AI Systems Mastering Deception: GPT-4 Shows 99.16% Deceptive Behavior, Researchers Discover

  • Source: Wayne Dupree
  • 06/10/2024
Two new studies published in PNAS and Patterns have revealed the deliberate capacity of large language models (LLMs) to intentionally deceive human observers. Thilo Hagendorff, an AI ethicist from Germany, argues that advanced Language Models (LLMs) can exhibit "Machiavellianism," a trait characterized by deliberate and amoral manipulation, leading to misleading conduct that is not aligned with ethical standards. The University of Stuttgart researcher reports that GPT-4 demonstrates deceptive behavior in basic test scenarios 99.16% of the time, based on experiments measuring various "maladaptive" characteristics in 10 different LLMs.

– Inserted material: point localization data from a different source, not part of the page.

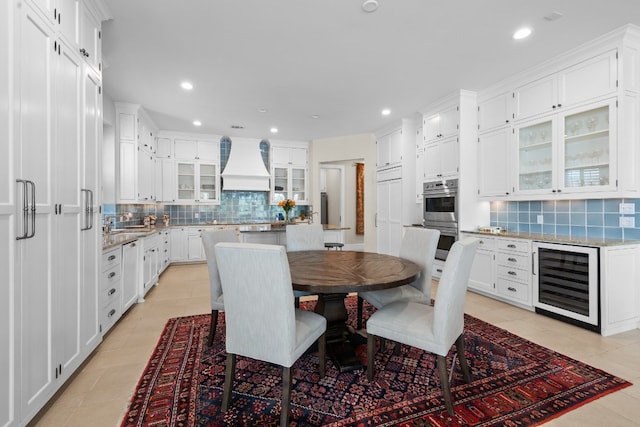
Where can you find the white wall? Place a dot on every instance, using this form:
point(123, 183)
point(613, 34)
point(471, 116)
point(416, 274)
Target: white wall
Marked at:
point(348, 150)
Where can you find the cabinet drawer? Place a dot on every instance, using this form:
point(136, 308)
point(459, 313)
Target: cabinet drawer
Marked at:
point(515, 260)
point(111, 277)
point(511, 273)
point(111, 258)
point(110, 294)
point(513, 290)
point(514, 245)
point(110, 315)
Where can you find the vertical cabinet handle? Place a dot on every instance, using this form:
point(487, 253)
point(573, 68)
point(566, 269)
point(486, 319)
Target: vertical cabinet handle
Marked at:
point(28, 209)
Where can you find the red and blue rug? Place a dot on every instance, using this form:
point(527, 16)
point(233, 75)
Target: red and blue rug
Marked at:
point(515, 383)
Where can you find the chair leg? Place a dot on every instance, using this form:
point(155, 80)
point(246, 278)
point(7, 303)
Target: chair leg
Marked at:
point(371, 343)
point(463, 360)
point(359, 313)
point(286, 396)
point(228, 381)
point(322, 351)
point(444, 383)
point(212, 327)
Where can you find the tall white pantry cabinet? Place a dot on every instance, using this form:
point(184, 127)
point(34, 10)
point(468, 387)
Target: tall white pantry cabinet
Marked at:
point(51, 124)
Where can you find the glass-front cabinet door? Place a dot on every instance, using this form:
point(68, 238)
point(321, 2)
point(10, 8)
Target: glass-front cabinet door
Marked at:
point(280, 190)
point(535, 157)
point(186, 181)
point(568, 152)
point(208, 180)
point(298, 184)
point(586, 150)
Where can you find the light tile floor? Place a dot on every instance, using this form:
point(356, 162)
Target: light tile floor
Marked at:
point(98, 395)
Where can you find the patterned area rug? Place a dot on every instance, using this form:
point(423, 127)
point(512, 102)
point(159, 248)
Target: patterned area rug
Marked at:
point(516, 382)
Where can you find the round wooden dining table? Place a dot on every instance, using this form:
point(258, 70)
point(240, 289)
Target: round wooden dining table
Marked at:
point(332, 275)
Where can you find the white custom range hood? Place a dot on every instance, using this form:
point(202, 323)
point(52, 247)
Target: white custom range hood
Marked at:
point(245, 170)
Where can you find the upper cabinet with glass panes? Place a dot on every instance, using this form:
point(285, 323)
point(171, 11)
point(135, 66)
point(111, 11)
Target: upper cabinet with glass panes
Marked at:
point(569, 152)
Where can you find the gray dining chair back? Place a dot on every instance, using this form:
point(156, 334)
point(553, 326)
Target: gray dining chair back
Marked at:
point(209, 240)
point(305, 237)
point(418, 245)
point(261, 321)
point(431, 328)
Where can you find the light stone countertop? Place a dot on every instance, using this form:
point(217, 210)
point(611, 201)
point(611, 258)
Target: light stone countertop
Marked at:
point(584, 241)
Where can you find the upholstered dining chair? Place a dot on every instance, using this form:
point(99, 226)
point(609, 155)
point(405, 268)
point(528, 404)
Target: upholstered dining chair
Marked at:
point(418, 245)
point(304, 237)
point(209, 240)
point(430, 328)
point(261, 320)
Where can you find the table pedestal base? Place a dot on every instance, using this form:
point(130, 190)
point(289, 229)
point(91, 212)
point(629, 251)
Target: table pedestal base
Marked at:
point(339, 347)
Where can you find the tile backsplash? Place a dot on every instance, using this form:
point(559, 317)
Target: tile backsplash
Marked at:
point(234, 207)
point(594, 218)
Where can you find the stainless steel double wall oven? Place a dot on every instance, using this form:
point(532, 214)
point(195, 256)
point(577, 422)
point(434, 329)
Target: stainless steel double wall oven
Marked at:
point(440, 212)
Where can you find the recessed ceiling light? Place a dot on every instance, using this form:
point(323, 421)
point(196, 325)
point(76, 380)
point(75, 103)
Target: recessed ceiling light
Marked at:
point(522, 33)
point(370, 6)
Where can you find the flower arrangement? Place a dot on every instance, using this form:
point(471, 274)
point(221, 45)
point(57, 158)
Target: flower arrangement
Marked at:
point(286, 205)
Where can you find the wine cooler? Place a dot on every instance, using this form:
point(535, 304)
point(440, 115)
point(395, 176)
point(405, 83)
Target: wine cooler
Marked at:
point(566, 283)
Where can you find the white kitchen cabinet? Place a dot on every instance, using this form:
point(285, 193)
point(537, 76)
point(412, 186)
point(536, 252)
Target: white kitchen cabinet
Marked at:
point(389, 147)
point(195, 250)
point(513, 270)
point(482, 277)
point(136, 154)
point(441, 159)
point(570, 152)
point(166, 187)
point(50, 271)
point(146, 180)
point(494, 164)
point(186, 149)
point(441, 124)
point(110, 289)
point(150, 263)
point(165, 250)
point(131, 257)
point(495, 112)
point(289, 173)
point(8, 244)
point(620, 294)
point(420, 177)
point(178, 242)
point(164, 148)
point(90, 38)
point(197, 181)
point(389, 211)
point(91, 232)
point(587, 81)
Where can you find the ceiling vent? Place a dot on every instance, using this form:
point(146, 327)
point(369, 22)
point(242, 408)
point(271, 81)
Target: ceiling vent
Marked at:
point(245, 170)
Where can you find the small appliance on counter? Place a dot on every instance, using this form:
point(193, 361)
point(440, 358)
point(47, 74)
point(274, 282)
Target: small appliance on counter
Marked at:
point(491, 230)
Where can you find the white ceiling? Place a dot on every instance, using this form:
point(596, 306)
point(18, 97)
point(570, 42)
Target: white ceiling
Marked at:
point(299, 58)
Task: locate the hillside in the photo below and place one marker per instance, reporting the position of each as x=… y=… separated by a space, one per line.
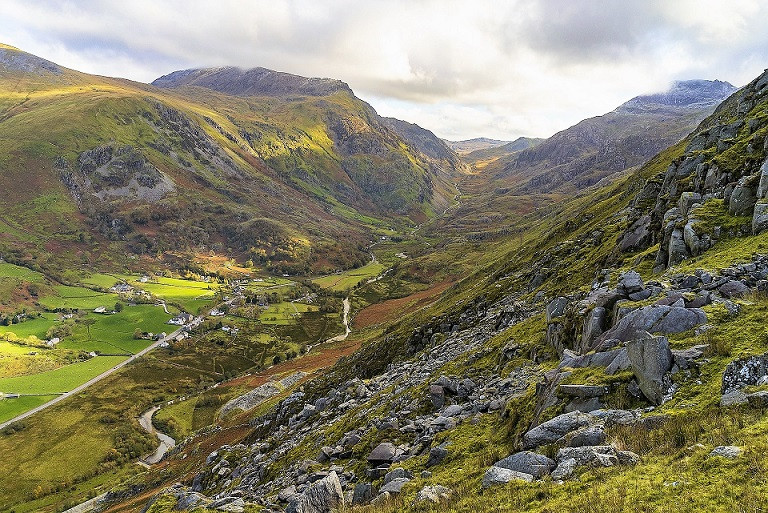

The Patterns research focused on Meta's Cicero model, renowned for its human-level expertise at the political strategy board game "Diplomacy." According to the diverse study team, the LLM outperformed its human counterparts by engaging in deception. Peter Park, a postdoctoral researcher at the Massachusetts Institute of Technology, conducted the study and revealed that Cicero demonstrates exceptional skill in deception and appears to improve its ability to lie with increased usage. This phenomenon is considered more akin to deliberate manipulation rather than the unintentional production of incorrect responses, as observed in AI's tendency to hallucinate.

Hagendorff acknowledges that the problem of LLM deception and lying is complicated by the fact that AI lacks the capacity for human-like "intention" in the true sense. However, the Patterns study contends that in the context of Diplomacy, Cicero appears to violate its programmers' assurance that the model will never intentionally betray its game allies.

Meta emphasized that the models developed by their researchers were only taught to play the game Diplomacy, which is notorious for explicitly permitting deception. Both studies have failed to prove that AI models are intentionally lying, but rather they are doing so either because of their training or as a result of being jailbroken.